Line Distillation: Increasing Cache Capacity by Filtering Unused Words in Cache Lines



- Hide Paper Summary
Paper Title: Line Distillation: Increasing Cache Capacity by Filtering Unused Words in Cache Lines
Link: https://dl.acm.org/doi/10.1109/HPCA.2007.346202
Year: HPCA 2007
Keyword: Cache; LDIS; Line Distillation



Back

Highlight:

  1. Improves dynamic associativity by partial caching. We can treat the partial lines as logical cache lines.

  2. Use set dueling to make policy decisions on whether word level caching should be used. Although set dualing is not specialized to LDIS, it is impressive how this mechanism can help. (i.e. If you are not sure how to make a policy decision, then try set dueling with duplicated tags conducting “dry runs” of the workload, and then compare the performance of different schemes based on the stats collected from each tag set.)

Questions

  1. Some statements are self-conflicting. For example, in Sec. 5.2 it is said that when there is a fetch request from L1, the L2 controller should mark the footprint bit. This, however, conflicts with the previous statement in Sec. 4.1 saying that the footprint is updated when L1d write back happens. And in practice it is unnecessary to do that on L1 fetch, unless the L2 is non-inclusive.

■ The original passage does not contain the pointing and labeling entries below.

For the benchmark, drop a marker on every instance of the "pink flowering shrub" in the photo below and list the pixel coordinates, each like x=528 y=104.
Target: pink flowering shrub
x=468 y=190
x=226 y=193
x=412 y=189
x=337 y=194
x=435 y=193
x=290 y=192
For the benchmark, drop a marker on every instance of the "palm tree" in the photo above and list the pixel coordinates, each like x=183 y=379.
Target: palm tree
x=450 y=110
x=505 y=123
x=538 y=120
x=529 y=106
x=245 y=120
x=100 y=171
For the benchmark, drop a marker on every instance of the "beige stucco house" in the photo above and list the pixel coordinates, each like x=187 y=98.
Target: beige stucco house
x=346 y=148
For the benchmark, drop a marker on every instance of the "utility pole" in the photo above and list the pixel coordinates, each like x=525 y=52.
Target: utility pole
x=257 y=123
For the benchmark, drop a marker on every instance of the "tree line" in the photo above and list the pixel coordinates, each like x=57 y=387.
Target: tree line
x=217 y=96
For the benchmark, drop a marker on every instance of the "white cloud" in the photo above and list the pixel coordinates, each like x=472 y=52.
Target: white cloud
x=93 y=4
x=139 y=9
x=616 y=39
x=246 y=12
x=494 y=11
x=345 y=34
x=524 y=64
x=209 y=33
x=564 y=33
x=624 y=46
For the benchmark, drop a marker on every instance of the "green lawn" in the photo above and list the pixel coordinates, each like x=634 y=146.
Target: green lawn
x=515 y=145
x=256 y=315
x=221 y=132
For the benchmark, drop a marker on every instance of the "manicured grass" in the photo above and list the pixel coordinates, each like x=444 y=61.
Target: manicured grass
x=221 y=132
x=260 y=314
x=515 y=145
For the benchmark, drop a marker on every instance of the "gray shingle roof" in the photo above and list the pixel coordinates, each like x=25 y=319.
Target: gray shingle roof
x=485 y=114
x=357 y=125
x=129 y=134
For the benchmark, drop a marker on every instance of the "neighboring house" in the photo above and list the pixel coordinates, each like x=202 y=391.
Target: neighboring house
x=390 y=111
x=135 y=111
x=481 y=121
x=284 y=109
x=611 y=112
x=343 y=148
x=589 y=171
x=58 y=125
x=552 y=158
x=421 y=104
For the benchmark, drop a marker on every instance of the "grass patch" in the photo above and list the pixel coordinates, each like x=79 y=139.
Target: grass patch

  2. Handling dirty eviction might be more complicated than it seems to be. If you retain dirty words in the WOC, then DRAM should do a read-modify-write to only write back partial dirty words, which may incur coherence problem if another device, e.g. DMA or another core, accesses the DRAM. If you always wb full cache line before sending it to WOC, then WOC only reduces read/write misses in L2. The paper seems to suggest the former, i.e. dirty lines are partially retained. In this case DRAM contains partial dirty line, which complicates coherence.

  3. What if more than one 8 byte words are accessed by L1? How does the circuit compare more than one words in the tag array? One way is to always flush the WOC and perform a line fill, even if all accesses hit WOC.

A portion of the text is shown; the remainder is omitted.